The Making of Rice Wine

Dalat, December 29th 2010

Vietnamese rice wine still reminds me of the rice wine I drank while I was in Sapa. First, sorry to say, just like the Japanese sake, Vietnamese rice wine also smells awful to me. In Sapa I was made to drink 2 small cups of rice wine. The results on my stomach lasted until a week after I returned home.

Therefore, lacking interest in the subject, I lacked some information on the making of rice wine.

It was a home industry. The rice was kept a big pail like this for fermentation. As far as I remember, Tin said that they usually use the low-quality rice or broken rice.
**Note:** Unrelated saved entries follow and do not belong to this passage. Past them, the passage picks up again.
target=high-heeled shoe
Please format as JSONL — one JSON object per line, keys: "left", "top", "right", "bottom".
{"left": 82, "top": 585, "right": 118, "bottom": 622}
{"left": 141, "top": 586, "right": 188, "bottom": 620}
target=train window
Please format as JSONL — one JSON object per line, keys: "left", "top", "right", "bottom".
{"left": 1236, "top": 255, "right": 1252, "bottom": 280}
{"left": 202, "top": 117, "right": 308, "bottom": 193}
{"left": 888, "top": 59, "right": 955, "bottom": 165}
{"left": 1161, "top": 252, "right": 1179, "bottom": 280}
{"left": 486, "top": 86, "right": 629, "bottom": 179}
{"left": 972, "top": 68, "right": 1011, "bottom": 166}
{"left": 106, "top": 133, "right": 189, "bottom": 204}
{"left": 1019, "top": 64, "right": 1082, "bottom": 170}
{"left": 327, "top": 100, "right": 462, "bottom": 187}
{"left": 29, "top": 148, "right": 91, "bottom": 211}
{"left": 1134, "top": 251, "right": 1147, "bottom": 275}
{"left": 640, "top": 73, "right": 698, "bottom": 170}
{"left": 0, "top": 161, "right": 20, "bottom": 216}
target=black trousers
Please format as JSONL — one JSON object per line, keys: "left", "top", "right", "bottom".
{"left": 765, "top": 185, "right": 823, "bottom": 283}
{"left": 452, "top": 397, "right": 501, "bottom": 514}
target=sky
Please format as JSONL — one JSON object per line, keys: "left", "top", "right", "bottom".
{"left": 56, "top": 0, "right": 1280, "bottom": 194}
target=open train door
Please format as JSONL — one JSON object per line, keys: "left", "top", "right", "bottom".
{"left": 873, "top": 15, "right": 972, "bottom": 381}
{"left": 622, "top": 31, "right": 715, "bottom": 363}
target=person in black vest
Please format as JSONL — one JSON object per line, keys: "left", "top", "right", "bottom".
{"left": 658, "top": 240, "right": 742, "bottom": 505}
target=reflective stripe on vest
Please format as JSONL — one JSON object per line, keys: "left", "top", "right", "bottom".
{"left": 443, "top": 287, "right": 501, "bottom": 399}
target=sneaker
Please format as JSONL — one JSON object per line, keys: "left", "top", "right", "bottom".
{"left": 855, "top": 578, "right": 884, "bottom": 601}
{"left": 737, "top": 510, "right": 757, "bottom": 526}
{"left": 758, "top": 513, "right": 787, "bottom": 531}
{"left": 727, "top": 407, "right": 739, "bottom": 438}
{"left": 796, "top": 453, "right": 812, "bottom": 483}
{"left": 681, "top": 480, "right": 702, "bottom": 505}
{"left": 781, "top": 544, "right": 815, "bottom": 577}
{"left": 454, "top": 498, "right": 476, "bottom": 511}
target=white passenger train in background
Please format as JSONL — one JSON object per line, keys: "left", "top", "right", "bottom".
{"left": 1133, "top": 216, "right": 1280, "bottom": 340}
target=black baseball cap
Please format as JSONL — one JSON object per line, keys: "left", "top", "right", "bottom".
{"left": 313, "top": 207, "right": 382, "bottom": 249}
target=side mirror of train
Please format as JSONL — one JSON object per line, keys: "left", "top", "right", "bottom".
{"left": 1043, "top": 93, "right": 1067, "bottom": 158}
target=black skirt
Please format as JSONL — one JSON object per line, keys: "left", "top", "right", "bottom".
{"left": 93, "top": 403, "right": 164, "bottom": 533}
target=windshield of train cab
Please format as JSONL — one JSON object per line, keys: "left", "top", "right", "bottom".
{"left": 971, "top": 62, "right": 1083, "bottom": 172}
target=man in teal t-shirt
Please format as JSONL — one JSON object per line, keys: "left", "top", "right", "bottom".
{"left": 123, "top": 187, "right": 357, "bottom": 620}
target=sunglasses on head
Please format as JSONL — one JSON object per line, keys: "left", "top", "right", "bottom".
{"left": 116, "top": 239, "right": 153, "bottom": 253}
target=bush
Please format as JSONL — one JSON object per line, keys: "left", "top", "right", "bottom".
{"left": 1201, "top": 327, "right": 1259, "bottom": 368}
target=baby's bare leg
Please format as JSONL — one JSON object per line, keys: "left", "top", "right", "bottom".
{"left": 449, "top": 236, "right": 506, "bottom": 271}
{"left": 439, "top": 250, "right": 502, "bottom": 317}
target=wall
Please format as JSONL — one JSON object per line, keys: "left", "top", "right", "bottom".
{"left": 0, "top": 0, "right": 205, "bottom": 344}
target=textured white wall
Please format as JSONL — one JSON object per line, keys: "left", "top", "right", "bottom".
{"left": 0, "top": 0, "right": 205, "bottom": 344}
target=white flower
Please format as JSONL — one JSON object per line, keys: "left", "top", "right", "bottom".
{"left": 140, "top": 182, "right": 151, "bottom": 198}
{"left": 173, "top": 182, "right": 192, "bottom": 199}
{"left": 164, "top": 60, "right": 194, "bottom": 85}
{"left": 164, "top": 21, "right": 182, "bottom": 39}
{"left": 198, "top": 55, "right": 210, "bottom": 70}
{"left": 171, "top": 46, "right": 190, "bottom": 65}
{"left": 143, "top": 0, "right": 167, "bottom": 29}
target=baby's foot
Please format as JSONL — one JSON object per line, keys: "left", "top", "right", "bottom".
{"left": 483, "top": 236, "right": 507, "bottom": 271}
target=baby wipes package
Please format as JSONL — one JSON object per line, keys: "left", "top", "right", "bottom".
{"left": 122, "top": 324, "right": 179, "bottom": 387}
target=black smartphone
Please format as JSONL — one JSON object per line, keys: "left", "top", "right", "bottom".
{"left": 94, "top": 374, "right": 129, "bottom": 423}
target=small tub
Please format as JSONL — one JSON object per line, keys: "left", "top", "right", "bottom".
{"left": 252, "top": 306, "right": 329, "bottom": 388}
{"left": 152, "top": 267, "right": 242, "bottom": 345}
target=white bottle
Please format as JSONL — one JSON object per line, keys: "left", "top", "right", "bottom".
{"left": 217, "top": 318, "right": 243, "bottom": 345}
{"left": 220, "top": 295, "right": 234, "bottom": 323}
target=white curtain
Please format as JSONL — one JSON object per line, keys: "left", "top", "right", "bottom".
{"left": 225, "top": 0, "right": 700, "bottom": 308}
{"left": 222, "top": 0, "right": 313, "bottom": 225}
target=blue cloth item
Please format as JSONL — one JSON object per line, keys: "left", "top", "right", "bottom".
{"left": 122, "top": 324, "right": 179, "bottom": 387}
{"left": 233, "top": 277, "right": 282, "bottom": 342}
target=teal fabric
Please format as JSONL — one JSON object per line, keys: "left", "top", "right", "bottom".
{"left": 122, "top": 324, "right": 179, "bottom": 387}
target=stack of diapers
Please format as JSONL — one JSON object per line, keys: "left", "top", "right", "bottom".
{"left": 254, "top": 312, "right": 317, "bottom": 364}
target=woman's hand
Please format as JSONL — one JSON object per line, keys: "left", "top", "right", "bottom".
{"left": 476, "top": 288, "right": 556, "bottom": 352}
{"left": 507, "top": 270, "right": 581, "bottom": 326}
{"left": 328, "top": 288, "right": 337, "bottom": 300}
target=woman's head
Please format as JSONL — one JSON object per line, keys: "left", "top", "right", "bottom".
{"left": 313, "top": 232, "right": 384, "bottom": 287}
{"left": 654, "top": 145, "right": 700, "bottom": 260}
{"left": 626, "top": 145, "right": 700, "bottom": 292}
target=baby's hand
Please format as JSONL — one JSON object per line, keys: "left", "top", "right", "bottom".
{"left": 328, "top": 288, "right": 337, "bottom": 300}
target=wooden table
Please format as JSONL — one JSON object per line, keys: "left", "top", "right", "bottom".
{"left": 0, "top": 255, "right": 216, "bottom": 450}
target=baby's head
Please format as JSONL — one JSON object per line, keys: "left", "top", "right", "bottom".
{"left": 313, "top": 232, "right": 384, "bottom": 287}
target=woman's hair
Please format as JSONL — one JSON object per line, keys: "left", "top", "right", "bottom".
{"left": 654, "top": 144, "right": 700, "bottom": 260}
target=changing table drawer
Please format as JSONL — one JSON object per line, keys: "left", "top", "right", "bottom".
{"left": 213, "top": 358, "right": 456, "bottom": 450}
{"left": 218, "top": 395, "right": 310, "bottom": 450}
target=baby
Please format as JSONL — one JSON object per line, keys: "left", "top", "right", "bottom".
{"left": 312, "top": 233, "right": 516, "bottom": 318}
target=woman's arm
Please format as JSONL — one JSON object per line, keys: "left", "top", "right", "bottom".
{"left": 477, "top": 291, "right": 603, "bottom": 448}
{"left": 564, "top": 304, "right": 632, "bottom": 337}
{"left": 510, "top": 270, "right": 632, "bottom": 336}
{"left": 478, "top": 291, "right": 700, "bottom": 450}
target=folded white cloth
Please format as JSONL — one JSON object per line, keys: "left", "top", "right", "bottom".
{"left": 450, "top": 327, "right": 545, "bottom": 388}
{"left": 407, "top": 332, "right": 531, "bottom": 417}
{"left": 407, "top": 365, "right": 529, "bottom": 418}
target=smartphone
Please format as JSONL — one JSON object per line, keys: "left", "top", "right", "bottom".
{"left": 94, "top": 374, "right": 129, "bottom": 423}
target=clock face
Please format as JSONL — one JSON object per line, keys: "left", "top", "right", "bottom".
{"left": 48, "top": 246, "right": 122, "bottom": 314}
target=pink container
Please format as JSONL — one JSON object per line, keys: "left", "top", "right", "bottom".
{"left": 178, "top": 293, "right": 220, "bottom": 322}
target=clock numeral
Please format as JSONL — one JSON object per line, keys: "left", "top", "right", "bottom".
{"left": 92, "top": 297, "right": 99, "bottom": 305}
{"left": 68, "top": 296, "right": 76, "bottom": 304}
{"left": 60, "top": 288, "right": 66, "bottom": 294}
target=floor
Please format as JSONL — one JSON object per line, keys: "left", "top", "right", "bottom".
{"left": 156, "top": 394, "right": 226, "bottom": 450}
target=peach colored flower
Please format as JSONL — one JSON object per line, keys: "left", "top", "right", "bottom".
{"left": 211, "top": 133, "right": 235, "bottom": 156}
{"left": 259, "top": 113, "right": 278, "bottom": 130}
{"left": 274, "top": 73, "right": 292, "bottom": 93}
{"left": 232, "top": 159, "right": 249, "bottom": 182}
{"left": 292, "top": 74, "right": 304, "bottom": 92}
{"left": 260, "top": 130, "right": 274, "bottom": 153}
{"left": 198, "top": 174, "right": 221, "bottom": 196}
Under the lid of the pail is like this.The rice is kept for fermentation about 5-8 days. This
depends on the weather outside. If it's hot, the time is shorter. Otherwise, it'll take longer.

And then, the fermented rice is boiled on a big stove like this.

Coffee peel is used to fuel the stove. In the first picture here you can see coffee beans being dried.

And then in the second picture you see the coffee peels kept in sacks.

I guess, since the stove has to be kept on around the clock, they need a great stock amount of coffee peels. At the entrance door I saw a huge stack of sacks containing coffee peels.

The vapor of the fermented rice goes up into the pipe and through the wall.

The pipe led back into the house through a wall like this and the rice wine flew down ready to be bottled and consumed. On the sight of this, my interest on rice wine dropped to minus. Yaks.